Interestingly, we found significantly increased alveolar mRNA levels of lysosomal cathepsins together with decreased cystatin F mRNA levels in mononuclear phagocytes of the CCL2 and CCL2+LPS treatment groups compared with untreated mice. Cathepsins play important roles in phagolysosomal degradation, Ag processing, and tissue remodelling by professional phagocytes, including mononuclear phagocytes. These proteolytic enzymes have also been suggested to assist mononuclear cell transmigration (30, 31, 32, 33). Cystatin F belongs to the superfamily of endogenous intracellular thiol proteinase inhibitors (34, 35, 36). The reported findings of reciprocal expression patterns of cathepsins vs cystatins in alveolar recruited mononuclear phagocytes of the CCL2 and CCL2+LPS treatment groups support the potentially important contribution of these freshly immigrated cells in lung inflammatory remodeling processes. Interestingly, increased cathepsin B and K mRNA levels were also found to be elevated in mononuclear phagocytes in bleomycin-induced lung injury in rats and mice (37, 38). In addition, our study shows that the genes for cathepsins L, D, and K were among those few genes that were up-regulated even in alveolar mononuclear phagocytes compared with peripheral blood monocytes of untreated mice, indicating that constitutive trafficking of monocytic cells into the lungs to some extent alters the cathepsin gene expression pattern in these cells.

We and others recently demonstrated that F4/80-positive peripheral blood monocytes of mice consist of two principal subpopulations, Gr-1high and Gr-1low (6). Because these subsets were found to be equally recruited into the lungs of mice upon CCL2+LPS treatment, the currently used treatment regimen to recruit mononuclear phagocytes into the lungs of CX3CR1+/GFP mice did not allow us to specifically monitor subset-specific changes in gene expression profiles between Gr-1high vs Gr-1low monocyte subsets. However, a selective recruitment of Gr-1high but not Gr-1low CX3CR1-expressing monocyte subsets was recently observed to occur in a model of thioglycolate-induced peritonitis (19). These data suggest that differences in experimental models and organs investigated and/or inflammatory stimuli applied may possibly affect the recruitment profiles of Gr-1high vs Gr-1low monocyte subsets into tissues, which may have implications on the overall inflammatory response.

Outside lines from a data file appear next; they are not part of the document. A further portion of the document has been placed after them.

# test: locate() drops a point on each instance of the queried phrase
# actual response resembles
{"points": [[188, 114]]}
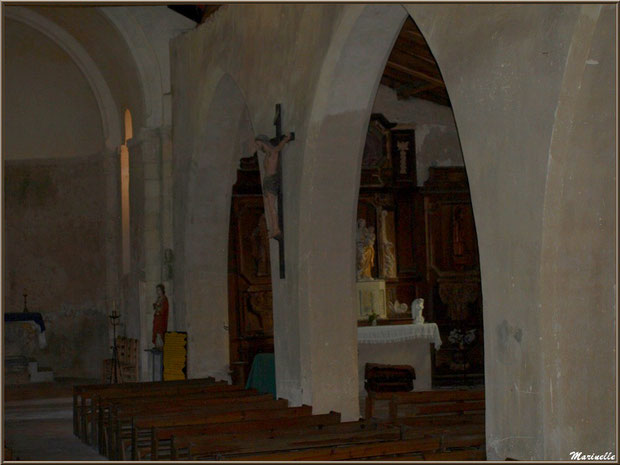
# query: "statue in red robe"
{"points": [[160, 317]]}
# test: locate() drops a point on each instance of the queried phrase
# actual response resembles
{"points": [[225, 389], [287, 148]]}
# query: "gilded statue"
{"points": [[365, 250]]}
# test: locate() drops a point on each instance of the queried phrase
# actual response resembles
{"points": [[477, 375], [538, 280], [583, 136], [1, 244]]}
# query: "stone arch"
{"points": [[339, 120], [146, 62], [110, 115], [212, 173]]}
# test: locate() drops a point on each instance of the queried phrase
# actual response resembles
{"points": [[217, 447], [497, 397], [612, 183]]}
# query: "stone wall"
{"points": [[54, 228], [505, 67]]}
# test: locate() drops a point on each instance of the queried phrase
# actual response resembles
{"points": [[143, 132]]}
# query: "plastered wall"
{"points": [[54, 203], [506, 68], [56, 253]]}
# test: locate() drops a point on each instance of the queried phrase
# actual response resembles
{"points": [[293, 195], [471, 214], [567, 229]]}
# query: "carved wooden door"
{"points": [[453, 274], [250, 299]]}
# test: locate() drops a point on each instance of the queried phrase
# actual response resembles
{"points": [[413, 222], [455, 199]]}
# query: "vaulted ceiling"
{"points": [[411, 69]]}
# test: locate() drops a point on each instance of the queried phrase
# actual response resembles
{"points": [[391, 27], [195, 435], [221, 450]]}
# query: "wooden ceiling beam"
{"points": [[418, 51], [412, 63], [415, 73], [414, 91]]}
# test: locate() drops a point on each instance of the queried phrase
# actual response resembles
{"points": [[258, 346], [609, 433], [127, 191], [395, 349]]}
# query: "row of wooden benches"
{"points": [[209, 420]]}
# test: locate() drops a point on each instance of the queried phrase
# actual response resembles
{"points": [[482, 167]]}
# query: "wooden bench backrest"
{"points": [[336, 436], [162, 390], [187, 403], [300, 431], [438, 402], [344, 452], [87, 388], [160, 397], [158, 421], [267, 426]]}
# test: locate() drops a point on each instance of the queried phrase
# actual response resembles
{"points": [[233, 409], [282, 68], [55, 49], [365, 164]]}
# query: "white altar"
{"points": [[398, 345]]}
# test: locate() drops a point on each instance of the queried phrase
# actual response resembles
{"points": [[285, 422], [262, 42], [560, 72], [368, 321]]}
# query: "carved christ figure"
{"points": [[387, 248], [365, 250], [271, 180]]}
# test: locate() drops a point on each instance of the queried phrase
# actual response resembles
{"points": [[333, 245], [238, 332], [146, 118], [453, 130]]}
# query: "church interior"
{"points": [[309, 232]]}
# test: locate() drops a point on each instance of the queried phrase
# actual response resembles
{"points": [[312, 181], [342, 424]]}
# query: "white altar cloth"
{"points": [[399, 333], [398, 345]]}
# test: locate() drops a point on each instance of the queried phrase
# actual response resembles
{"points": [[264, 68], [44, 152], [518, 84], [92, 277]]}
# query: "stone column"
{"points": [[112, 238], [147, 148]]}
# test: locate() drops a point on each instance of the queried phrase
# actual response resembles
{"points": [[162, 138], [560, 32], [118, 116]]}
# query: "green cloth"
{"points": [[263, 374]]}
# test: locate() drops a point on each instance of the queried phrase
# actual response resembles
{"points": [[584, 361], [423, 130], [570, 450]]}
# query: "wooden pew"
{"points": [[382, 450], [82, 394], [141, 425], [109, 410], [223, 421], [219, 447], [428, 403], [455, 418], [92, 414], [162, 437]]}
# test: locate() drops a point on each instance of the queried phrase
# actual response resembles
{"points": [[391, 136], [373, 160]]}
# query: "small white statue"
{"points": [[416, 311]]}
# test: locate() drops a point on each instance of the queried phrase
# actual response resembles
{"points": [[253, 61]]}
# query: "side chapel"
{"points": [[450, 164]]}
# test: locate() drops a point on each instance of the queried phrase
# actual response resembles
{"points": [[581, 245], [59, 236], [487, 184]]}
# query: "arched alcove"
{"points": [[218, 148]]}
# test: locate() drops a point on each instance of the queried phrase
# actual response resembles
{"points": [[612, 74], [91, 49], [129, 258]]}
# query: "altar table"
{"points": [[398, 345]]}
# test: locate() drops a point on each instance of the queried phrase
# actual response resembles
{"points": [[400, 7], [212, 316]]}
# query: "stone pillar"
{"points": [[147, 150], [112, 239]]}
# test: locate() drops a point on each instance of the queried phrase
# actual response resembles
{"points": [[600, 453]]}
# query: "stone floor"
{"points": [[41, 428]]}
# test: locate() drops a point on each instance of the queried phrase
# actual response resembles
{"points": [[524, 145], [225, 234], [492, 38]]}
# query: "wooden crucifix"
{"points": [[272, 182]]}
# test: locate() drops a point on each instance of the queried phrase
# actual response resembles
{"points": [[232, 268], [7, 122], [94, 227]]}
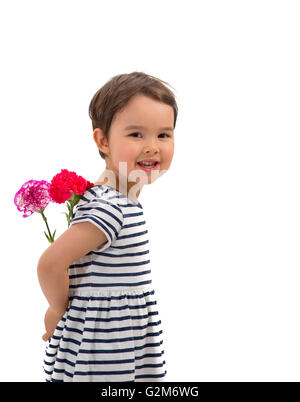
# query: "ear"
{"points": [[101, 140]]}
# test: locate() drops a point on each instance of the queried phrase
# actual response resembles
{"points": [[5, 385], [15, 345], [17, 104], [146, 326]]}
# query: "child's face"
{"points": [[153, 140]]}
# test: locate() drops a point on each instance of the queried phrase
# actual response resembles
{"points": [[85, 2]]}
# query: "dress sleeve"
{"points": [[104, 214]]}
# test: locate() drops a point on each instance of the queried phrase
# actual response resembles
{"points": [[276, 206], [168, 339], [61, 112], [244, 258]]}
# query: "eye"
{"points": [[134, 134]]}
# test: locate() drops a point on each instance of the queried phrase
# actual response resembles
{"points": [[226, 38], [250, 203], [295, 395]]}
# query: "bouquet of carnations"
{"points": [[65, 187]]}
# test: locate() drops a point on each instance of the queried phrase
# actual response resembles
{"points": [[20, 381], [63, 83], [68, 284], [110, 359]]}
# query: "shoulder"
{"points": [[102, 199]]}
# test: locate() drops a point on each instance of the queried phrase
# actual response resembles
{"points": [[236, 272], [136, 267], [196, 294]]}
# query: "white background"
{"points": [[224, 221]]}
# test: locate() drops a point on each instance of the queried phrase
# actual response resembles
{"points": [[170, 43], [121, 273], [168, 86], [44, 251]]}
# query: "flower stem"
{"points": [[50, 237]]}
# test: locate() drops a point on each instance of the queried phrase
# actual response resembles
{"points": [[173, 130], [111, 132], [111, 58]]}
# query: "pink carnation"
{"points": [[64, 184], [32, 196]]}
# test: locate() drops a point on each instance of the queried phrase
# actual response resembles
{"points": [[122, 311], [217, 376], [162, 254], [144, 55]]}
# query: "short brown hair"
{"points": [[116, 93]]}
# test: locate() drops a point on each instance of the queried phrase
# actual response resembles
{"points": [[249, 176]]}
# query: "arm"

Various steps in the recruitment process may potentially contribute to the activation of genetic programs in recruited mononuclear phagocytes, particularly 1) the CCL2-CCR2 interaction itself driving inflammatory monocyte recruitment, 2) additional molecular interactions during mononuclear phagocyte transendo/-epithelial migration, and 3) exposure of the recruited cells to an inflammatory altered alveolar microenvironment. In vitro exposure of isolated monocytes to CCL2 is known to activate genetic programs in monocytes but to a much more limited extent than that seen after CCL2-driven monocyte recruitment to the alveolar space in vivo (unpublished data). Therefore, we believe that additional activation signals that operate during the recruitment process are likely to play a key role in determining the phenotype of alveolar recruited mononuclear phagocytes, particularly in the CCL2 alone-treated group, which showed no significant changes in BALF cytokine profiles compared with untreated animals (16). The fact that several of the investigated genes, including cathepsins B and L, were found to be less fold up-regulated in alveolar mononuclear phagocytes of the CCL2+LPS as compared with the CCL2 alone-treated group might indicate a specific role of the alveolar micromilieu differentially modulating the expression kinetics of the investigated genes, including the cathepsins. Indeed, LPS activation of alveolar mononuclear phagocytes (particularly monocytes) may accelerate their transdifferentiation toward a “macrophage genotype” as is evident by the drastic up-regulation of cathepsin K transcript levels in the CCL2+LPS treatment group. LPS activation is also known to down-regulate expression of cell surface-bound receptor molecules, such as CCR2 (39). In fact, chemokine receptors such as CX3CR1 were found to be most strongly and significantly down-regulated in alveolar mononuclear phagocytes collected from CCL2+LPS compared with CCL2 alone-treated mice. It is interesting to note that despite a strong down-regulation of the CX3CR1 gene alveolar mononuclear phagocytes from all treatment groups displayed a strong and easily detectable GFP label because of the characteristically long half-life of the GFP protein (>24h), according to our previous reports (10).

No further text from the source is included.